In summary, over the past five years, the reinforcement learning community has developed a number of effective tools to solve model-free reinforcement learning challenges. Now, it’s time to come up with more sample-efficient, transferable algorithms to leverage reinforcement learning for real-world problems.

In addition, Sergey Levine may have received the most papers this year, with 15.

8. Most accepted papers are quickly forgotten

At the conference, I asked a prominent researcher what he thought of this year’s acceptance papers. “Most papers are forgotten as soon as the conference is over,” he chuckles. In a field as fast moving as machine learning, where SOTA results can be broken within weeks or even days, it is not surprising that most accepted papers are surpassed before they are formally presented. For example, seven of the eight adversarial sample papers in THE ICLR 2018 papers had already been broken before the conference began.

One comment I often hear at conferences is that papers are accepted/rejected randomly. I won’t name names, but some papers that are well known or highly cited have been rejected. In addition, many of the accepted papers may go uncited.

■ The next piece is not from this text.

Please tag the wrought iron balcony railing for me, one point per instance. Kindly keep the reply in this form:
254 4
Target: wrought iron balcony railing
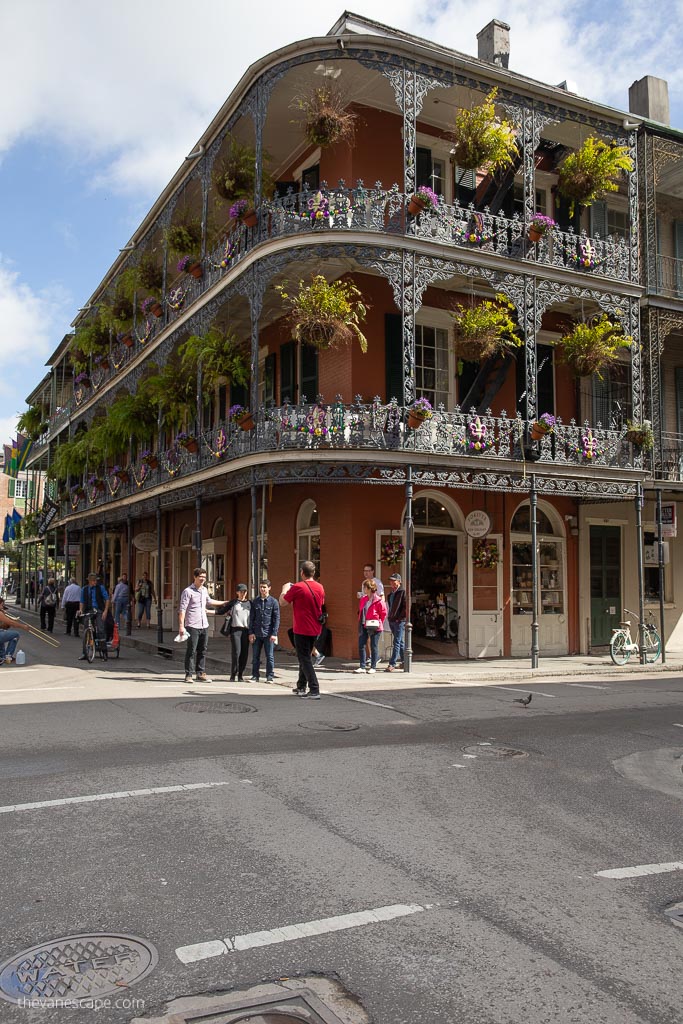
376 427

As a member of this field, I often face existential crises. Whatever inspiration I came up with, it seemed that someone else was already doing it, better and faster. If a paper doesn’t help anyone, what’s the point of publishing it? Who can help me out!

conclusion

Of course, there are many trends that are not covered, such as:

  • Optimization versus regularization: The debate between Adam and SGD continues. This year’s ICLR conference presented a number of new technologies, some of them quite exciting. It seems that every lab is developing its own optimizer, and so is our team.

  • Evaluating metrics: As the generation model becomes more popular, it is inevitable that we will need to come up with new metrics to evaluate the generated output.

If you’d like to learn more, David Abel has released a 55-page ICLR 2019 note. For those who want to know what’s hot in ICLR 2019, this chart will help:

It seems that I should have written A paper called “A robust Probabilistic Framework for Universal, Transferrable Unsupervised meta-learning.”

I really enjoyed ICLR, it was big enough to find a lot of like-minded friends, but small enough not to have to queue for everything, and 4 days was just right. NeurIPS, by contrast, are a little too long, and four days into the meeting I’m looking at Poster and thinking, “Look at all this knowledge, I should have it by now, but I don’t want to.”

What I gained most from ICLR was not only ideas, but also motivation. The remarkable work of many researchers my age has opened my eyes to the beauty of research and inspired me to work harder. It’s also nice to spend a week catching up on papers and seeing old friends.